Is it ever acceptable to kneel while the national anthem is played? The controversy has deepened now that Trump has weighed in, saying that players who do so should be fired. He faulted the NFL as a unit over this just ahead of this week’s games.
The response from the league has been ferocious. And it is justified. After all, those who kneel are only answering the question with their own emphatic “No!” as is their right as a free people. It is a question we should all be asking ourselves and not the patriotism of those who answer it differently than we do. Anything less means that we are not, indeed, free.
The scene was far away from America, in Wembley Stadium. The NFL plays some games there for the UK fans of the sport, hoping to attract interest in this peculiarly American sport around the globe. Americans abroad have a calling to be united and put a good face on what our nation stands for when representing us.

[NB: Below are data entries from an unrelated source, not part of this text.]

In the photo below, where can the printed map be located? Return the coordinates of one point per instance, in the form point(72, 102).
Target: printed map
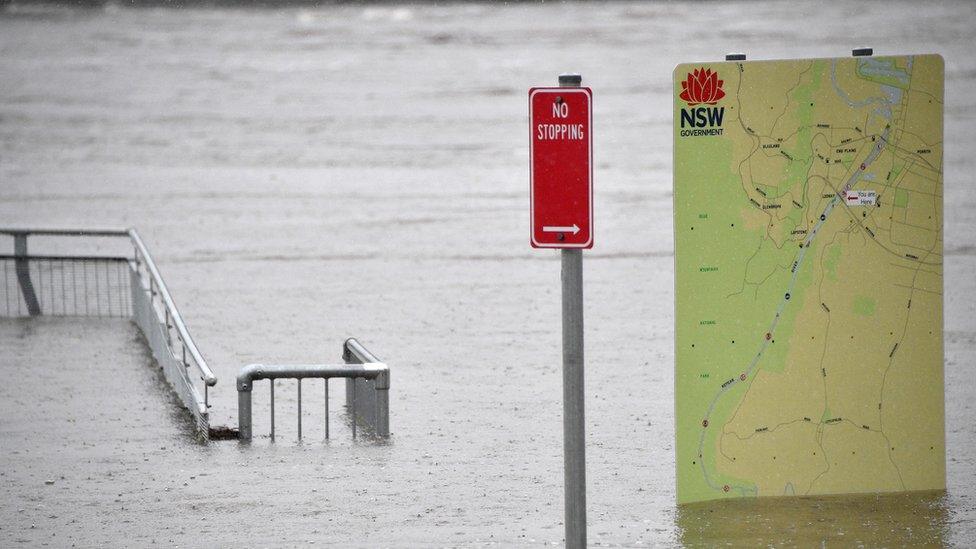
point(808, 261)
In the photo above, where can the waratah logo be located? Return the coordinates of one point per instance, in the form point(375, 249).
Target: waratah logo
point(702, 86)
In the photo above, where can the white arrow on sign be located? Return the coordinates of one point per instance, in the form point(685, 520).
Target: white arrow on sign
point(574, 229)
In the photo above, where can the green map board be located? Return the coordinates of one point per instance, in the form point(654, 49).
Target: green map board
point(808, 277)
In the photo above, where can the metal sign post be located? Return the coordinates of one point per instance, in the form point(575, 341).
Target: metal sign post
point(562, 215)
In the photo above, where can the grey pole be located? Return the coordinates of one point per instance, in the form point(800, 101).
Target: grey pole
point(574, 442)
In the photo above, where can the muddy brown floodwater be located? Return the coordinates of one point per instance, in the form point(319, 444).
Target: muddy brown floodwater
point(306, 175)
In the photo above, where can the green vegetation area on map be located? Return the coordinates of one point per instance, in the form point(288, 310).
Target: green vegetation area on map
point(808, 258)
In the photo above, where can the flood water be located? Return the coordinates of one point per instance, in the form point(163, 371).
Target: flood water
point(307, 175)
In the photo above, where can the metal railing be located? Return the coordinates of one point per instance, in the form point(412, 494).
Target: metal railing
point(367, 382)
point(100, 284)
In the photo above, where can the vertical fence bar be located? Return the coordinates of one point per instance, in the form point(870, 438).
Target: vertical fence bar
point(64, 292)
point(84, 270)
point(98, 291)
point(354, 411)
point(6, 294)
point(74, 288)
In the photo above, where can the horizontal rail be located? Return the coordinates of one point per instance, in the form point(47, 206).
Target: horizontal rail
point(63, 232)
point(252, 372)
point(150, 304)
point(208, 376)
point(353, 352)
point(66, 257)
point(368, 371)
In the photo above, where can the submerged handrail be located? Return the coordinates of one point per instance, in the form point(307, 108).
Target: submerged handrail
point(174, 313)
point(150, 304)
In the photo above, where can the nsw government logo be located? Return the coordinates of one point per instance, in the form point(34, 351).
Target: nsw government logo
point(702, 87)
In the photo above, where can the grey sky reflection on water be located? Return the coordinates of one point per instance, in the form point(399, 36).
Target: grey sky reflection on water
point(890, 520)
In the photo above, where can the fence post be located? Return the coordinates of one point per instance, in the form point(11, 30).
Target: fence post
point(381, 386)
point(244, 410)
point(22, 267)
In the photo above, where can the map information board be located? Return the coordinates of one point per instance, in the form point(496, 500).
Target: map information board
point(808, 277)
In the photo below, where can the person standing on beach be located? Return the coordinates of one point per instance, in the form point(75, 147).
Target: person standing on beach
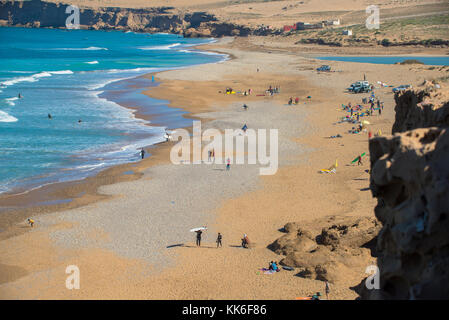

The result was indeed unanimity among the players for the Raven and the Jaguars. They all took a knee.
I wish it did not come to this. I love football and I love the unifying nature of sport to bring people together. The NFL makes a point to keep politics out of the game as much as possible, and shuns on-field activities which do not promote unity. It is entirely reasonable that Colin Kaepernick, who started the practice, has bee black-listed for being too political on the field. It’s also likely that Tim Tebow met the same fate for praying on the field very publicly. The NFL does this. It’s a team sport.
This is why the show of unity at Wembley was a new milestone in the controversy. It came after Trump’s condemnation but also after the league Commissioner Goodall weighed in as did many owners. I leave to the Steven Ross, the owner of the Miami Dolphins, my team, to explain:
Our country needs unifying leadership right now, not more divisiveness. We need to seek to understand each other and have civil discourse instead of condemnation and sound bites. I know our players who kneeled for the anthem and these are smart young men of character who want to make our world a better place for everyone. They wanted to start a conversation and are making a difference in our community, including working with law enforcement to bring people together. We all can benefit from learning, listening and respecting each other. Sports is a common denominator in our world. We all have the responsibility to use this platform to promote understanding, respect and equality.
Similar sentiments, but not these exact words, echoed across America today. We’ve finally had enough.
Is it unpatriotic to refuse to stand for the anthem? The question at the end of the first verse was posed when the nation was in great peril. The first generation after the Revolution, who inherited freedom without earning it themselves, was unsure. Would this nation endure? Did it still have what it took to deserve freedom?
The question should be asked, but it must be understood as a question. And as a free people the answer can always be “No!” When lives are taken by officers of the law on a routine basis, there is something wrong. When we cannot understand our own neighbors or why they are upset with what they perceive as routine unfairness, there is something wrong. When we cannot work out our disagreements together in a common statement of “fairness” there is something wrong.
There is something wrong because we are not brave any longer. And we are not living up to the standards which gave us the freedom we claim to cherish.
When Colin Kaepernick first knelt down for the anthem it was a personal statement. It has become more than that. As an American I felt obliged to respect his right to say “No!” as he saw fit, understanding that there might well be consequences for him.
Now that the right to this expression is being challenged it is no longer personal. We must be united in saying that this is, indeed, a right of a free people.
Football is not a good place for politics, for sure. It is a team sport. It is built on unity. Then again, so is the freedom we claim to cherish.
We should be united on this point, as were our countrymen abroad this week. America is bigger than what we can all imagine. America has room for us to say “No!” and mean it. All of us.